Kim-Dufor Deok-Hee, Walter Michel, Krebs Marie-Odile, Haralambous Yannis, Lenca Philippe, Lemey Christophe
Limics, Sorbonne Université, Université Sorbonne Paris-Nord, INSERM, Paris, France.
Unité de Recherche Clinique en Psychiatrie (URCP), Department of Psychiatry, Centre Hospitalier Universitaire (CHU) de Brest, Brest, France.
Front Psychiatry. 2025 Jun 16;16:1595197. doi: 10.3389/fpsyt.2025.1595197. eCollection 2025.
Peculiar use of language and even language deficits are one of the well-known signs of schizophrenia. Different language features analyzed using natural language processing and machine learning have been reported to differentiate patients at ultra-high risk for psychosis. However, it has not always been explained how, and to what extent, those linguistic markers allow the distinction of patients. This study aims to find relevant linguistic markers for classifying patients at ultra-high risk and explain how the detected markers contribute to the classification.

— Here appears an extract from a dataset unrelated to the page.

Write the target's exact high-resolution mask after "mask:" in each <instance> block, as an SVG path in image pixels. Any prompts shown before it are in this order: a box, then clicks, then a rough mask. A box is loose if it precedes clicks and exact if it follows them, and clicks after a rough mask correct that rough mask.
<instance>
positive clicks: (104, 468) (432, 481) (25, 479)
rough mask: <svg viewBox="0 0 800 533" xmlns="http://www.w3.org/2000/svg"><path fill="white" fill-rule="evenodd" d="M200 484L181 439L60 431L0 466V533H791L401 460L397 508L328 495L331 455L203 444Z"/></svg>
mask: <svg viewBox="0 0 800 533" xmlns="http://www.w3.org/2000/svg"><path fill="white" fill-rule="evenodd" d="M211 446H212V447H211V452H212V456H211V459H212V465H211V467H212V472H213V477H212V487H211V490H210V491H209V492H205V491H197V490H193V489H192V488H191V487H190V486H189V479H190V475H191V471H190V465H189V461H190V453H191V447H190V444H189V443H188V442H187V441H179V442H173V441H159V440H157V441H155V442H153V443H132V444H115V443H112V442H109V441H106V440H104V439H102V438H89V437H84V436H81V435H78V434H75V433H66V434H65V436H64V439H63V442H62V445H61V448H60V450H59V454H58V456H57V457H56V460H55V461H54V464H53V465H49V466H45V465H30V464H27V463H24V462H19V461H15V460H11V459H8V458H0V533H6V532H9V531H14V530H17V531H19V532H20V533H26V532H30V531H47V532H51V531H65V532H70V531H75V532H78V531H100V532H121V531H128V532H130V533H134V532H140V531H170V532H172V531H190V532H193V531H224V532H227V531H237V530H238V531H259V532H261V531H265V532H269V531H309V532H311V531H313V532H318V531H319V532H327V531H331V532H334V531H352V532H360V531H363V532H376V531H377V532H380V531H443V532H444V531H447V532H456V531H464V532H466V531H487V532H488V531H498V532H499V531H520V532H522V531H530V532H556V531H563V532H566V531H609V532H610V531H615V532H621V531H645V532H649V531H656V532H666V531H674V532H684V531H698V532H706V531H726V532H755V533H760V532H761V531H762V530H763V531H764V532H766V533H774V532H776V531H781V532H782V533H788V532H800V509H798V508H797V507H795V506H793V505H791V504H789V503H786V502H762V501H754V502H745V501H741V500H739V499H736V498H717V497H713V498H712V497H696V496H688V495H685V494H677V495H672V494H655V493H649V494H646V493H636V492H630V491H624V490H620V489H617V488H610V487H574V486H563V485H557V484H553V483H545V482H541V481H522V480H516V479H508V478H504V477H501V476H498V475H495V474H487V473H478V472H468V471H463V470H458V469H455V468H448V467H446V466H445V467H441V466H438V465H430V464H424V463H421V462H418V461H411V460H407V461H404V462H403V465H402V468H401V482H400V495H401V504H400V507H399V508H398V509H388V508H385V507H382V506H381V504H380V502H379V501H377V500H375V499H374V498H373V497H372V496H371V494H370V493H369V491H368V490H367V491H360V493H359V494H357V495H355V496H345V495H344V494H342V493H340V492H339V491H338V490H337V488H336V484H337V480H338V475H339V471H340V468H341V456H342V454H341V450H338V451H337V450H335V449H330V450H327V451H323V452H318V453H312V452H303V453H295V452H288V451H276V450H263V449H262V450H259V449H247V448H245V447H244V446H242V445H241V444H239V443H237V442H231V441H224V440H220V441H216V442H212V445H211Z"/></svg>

The first consultations with a psychiatrist of 68 patients (15 not-at-risk patients, 45 at-risk patients, and 8 patients with first episode psychosis) were recorded, transcribed verbatim, and annotated for analyses using natural language processing. A gradient-boosted decision tree algorithm was tested to evaluate its potential to correctly classify three categories of patients and find relevant linguistic markers at the level of lexical richness, semantic coherence, speech disfluency, and syntactic complexity. The Synthetic Minority Oversampling Technique was used to handle imbalanced data, and the SHapley Additive exPlanations (SHAP) values were computed to measure feature importance and each feature's contributions to the classification.

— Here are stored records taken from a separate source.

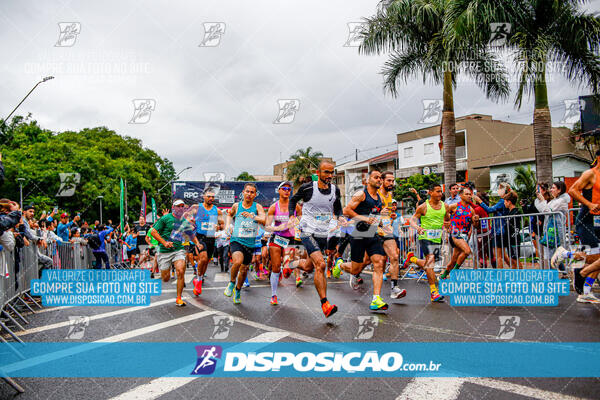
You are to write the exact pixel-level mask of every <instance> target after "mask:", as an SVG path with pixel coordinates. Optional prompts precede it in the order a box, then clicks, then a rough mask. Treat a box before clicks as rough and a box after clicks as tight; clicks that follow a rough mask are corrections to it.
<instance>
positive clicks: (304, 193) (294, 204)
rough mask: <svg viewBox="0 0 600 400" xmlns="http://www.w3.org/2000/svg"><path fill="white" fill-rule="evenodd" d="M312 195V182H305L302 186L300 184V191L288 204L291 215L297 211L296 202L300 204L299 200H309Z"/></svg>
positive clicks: (296, 192)
mask: <svg viewBox="0 0 600 400" xmlns="http://www.w3.org/2000/svg"><path fill="white" fill-rule="evenodd" d="M311 197H312V182H310V183H308V184H307V183H305V184H303V185H302V186H300V188H299V189H298V191H297V192H296V193H295V194H294V195H293V196H292V198H291V199H290V204H289V205H288V213H289V216H290V217H291V216H293V215H294V213H295V212H296V204H298V202H299V201H300V200H303V201H308V200H310V198H311Z"/></svg>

The model yielded good performance, that is, 0.82 accuracy, 0.82 F2-score, 0.85 precision, 0.82 recall, and 0.86 ROC-AUC score, with four linguistic variables that concern weak coherence, the use of "I," and filled pauses.
The findings in this study suggest that weak coherence play a key role in classification. No significant differences in the use of "I" and filled pauses were found between groups using a statistical test, but an explainability model showed its different contributions. The contribution of each linguistic feature to the classification by patient group provided deeper insight into linguistic manifestations of each patient group and their subtle differences, which could help better analyze and understand patients' language behaviors.
语言的特殊运用甚至语言缺陷是精神分裂症的著名症状之一。据报道,使用自然语言处理和机器学习分析的不同语言特征能够区分处于精神病超高风险的患者。然而,这些语言标记如何以及在多大程度上能够区分患者,却并未总是得到解释。本研究旨在寻找用于对超高风险患者进行分类的相关语言标记,并解释检测到的标记如何有助于分类。
记录了68名患者(15名非风险患者、45名风险患者和8名首次发作精神病患者)与精神科医生的首次会诊,逐字转录,并使用自然语言处理进行注释以便分析。测试了梯度提升决策树算法,以评估其正确分类三类患者的潜力,并在词汇丰富度、语义连贯、言语不流畅和句法复杂性层面找到相关语言标记。使用合成少数过采样技术处理不平衡数据,并计算夏普利值(SHapley Additive exPlanations,SHAP)以衡量特征重要性以及每个特征对分类的贡献。
该模型表现良好,即准确率为0.82、F2分数为0.82、精确率为0.85、召回率为0.82、ROC-AUC分数为0.86,有四个语言变量与连贯性弱、“我”的使用和填充停顿有关。
本研究结果表明,连贯性弱在分类中起关键作用。使用统计检验未发现各组在“我”的使用和填充停顿方面存在显著差异,但一个可解释性模型显示了它们不同的贡献。每个语言特征对患者组分类的贡献为深入了解每个患者组的语言表现及其细微差异提供了帮助,这有助于更好地分析和理解患者的语言行为。